If it seems that carriers are in a race to the bottom, that pretty much sums up the business model of Spirit Airlines. The company fittingly got its start under the name “Clippert Trucking Co.” in the 1960s, began charter air operations in 1990 and grew rapidly in more recent years.

Spirit identified a niche among leisure travelers willing to endure any amount of inconvenience for the lowest possible ticket price. The company figured out that people booking online would go with a rock-bottom fare even if they were later charged fees for carry-on bags, printed boarding passes, advance seat selection, bottled water and practically anything else that travelers might expect from an airline remotely interested in their goodwill.

Spirit has been clever at pouring on these fees. For each flight segment that a typical passenger takes, the airline’s nonticket revenues have soared from an average of $5 in 2006 to $59 as of 2021, according to its public filings.

Other carriers have largely followed suit by introducing stripped-down “basic economy” fares to match Spirit’s deceptively low online ticket prices. They also evidently took note of how Spirit gets away with murder from a customer service standpoint, in some cases matching policies that make a joke out of “rights” for passengers.

Although COVID-19 and soaring fuel prices hurt the financial results of all airlines in recent years, Spirit grew from its humble beginnings into a solid moneymaker, which is rare in the airline biz. It expanded its footprint from coast-to-coast, plus international routes from the U.S. to the Caribbean and Latin America.

When fellow ultra-low-cost carrier Frontier announced plans to acquire Spirit, this page was supportive. While mergers have whittled down the number of competing carriers to the detriment of consumers, this proposed deal seemed likely to create a new player with the scale to better compete against United, American, Delta and Southwest, which along with their commuter affiliates control 80% of the domestic market.

The merger threatened to leave JetBlue isolated in its northeastern U.S. stronghold, however, prompting it to launch a takeover bid for Spirit that is higher in value, but also more likely to set off Justice Department antitrust watchdogs who could scuttle the deal.
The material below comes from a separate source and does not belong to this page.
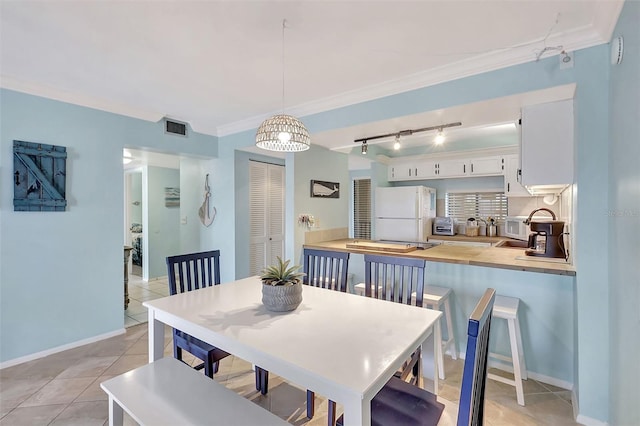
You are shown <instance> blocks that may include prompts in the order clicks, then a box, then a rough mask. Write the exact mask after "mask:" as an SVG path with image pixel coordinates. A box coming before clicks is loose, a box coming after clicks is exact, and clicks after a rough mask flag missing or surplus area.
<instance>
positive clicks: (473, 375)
mask: <svg viewBox="0 0 640 426" xmlns="http://www.w3.org/2000/svg"><path fill="white" fill-rule="evenodd" d="M495 296H496V292H495V290H494V289H492V288H489V289H487V290H486V291H485V293H484V295H483V296H482V298H481V299H480V301H479V302H478V304H477V305H476V307H475V309H474V310H473V312H472V314H471V316H470V317H469V325H468V328H467V350H466V355H465V360H464V369H463V372H462V386H461V388H460V405H459V409H458V426H469V425H473V426H475V425H481V424H482V423H483V418H484V394H485V385H486V382H487V361H488V359H489V331H490V329H491V313H492V311H493V302H494V300H495Z"/></svg>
If Spirit shareholders go with the higher bid from JetBlue, a more customer-friendly carrier, we expect government lawyers to take a tough line. JetBlue already has fought the Justice Department over its Northeast Alliance, a joint venture with American. It proactively offered to divest Spirit routes in Boston and New York to preserve what’s left of competition. That may not be enough.

We’re hopeful that from this messy start a strong No. 5 carrier emerges to keep the Big Four honest and, with any luck, put an end to the proliferation of Spirit-style anti-passenger policies — before airsickness bags start going for $6.50 and emergency oxygen for $12.99.